Январь 199… года, как, может быть, еще помнит читатель, выдался на редкость морозным.

Хотя редкость, если задуматься, заключалась не столько в том, что сам январь был морозным, сколько, пожалуй, в том, что всю предыдущую дюжину январей погода стояла совсем по-европейски гнилая и оттепельная, так что мы — жители города-героя Санкт-Петербурга — постепенно стали считать «минус пять» – арктической стужей, а «минус пятнадцать» — катастрофой.

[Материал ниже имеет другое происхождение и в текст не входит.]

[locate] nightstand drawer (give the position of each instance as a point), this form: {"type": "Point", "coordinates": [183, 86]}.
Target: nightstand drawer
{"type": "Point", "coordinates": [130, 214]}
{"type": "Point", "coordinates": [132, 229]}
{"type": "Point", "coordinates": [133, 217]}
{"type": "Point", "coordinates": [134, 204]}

В тот день в городе-герое Санкт-Петербурге стояло — минус двадцать восемь.
Я шел вдоль Фонтанки по долыса вылизанному поземкой снегу и думал о… о чем же я думал тогда? Наверное, о какой-нибудь ерунде. О, Господи! Я думал о — похоронах Бродского.
Где-то неделю назад в Нью-Йорке умер поэт Иосиф Бродский. Я шел вдоль Фонтанки по хрупкому от стужи снегу, а перед моим внутренним взглядом проплывала вся тоскливая процедура этих эмигрантских, чуть-чуть двоюродных похорон: какие-то старенькие, траченные жизнью интеллигенты, какие-то увядшие, со следами былой красоты женщины, какая-то чертова уйма читаемых вслух по-английски и по-русски стихов, какие-то надрывно играющие виолончели и — посреди всего этого — огромный парадный венок от Виктора Степановича Черномырдина.

Венок походил на сталинское метро. Неохватный державный лавр, перевитый узкой орденской лентой.

На сиротских похоронах изгоя-поэта этот чудо-венок выглядел так же нелепо, как… как… ну, я не знаю, как почетный караул блондинов-эсэсовцев на похоронах главного раввина Московской хоральной синагоги.

Здесь, саркастически хмыкнув и огорченно взмахнув рукой, с закованной в серый блокадный лед Фонтанки я повернул на Невский.

Глава II
Мой друг Леня

А Невский оставался Невским. Невзирая на холод, валом валил народ. Проплывали красивые женщины в тысячных шубах, упругой спортивной походкой, в модных в те годы узких пальто шли их на редкость, по правде сказать, неприятные кавалеры, чинно ведомый воспитателями, мельтешил разноцветный отряд малышни, степенно побирались нищие, с рекламных афиш улыбались красноносые деды-морозы — Невский оставался Невским. Нынешние «минус двадцать восемь» ему были, считай, нипочем. Он жил только своей, независимой ни от кого и ни от чего, навеки счастливой и обреченно праздничной жизнью.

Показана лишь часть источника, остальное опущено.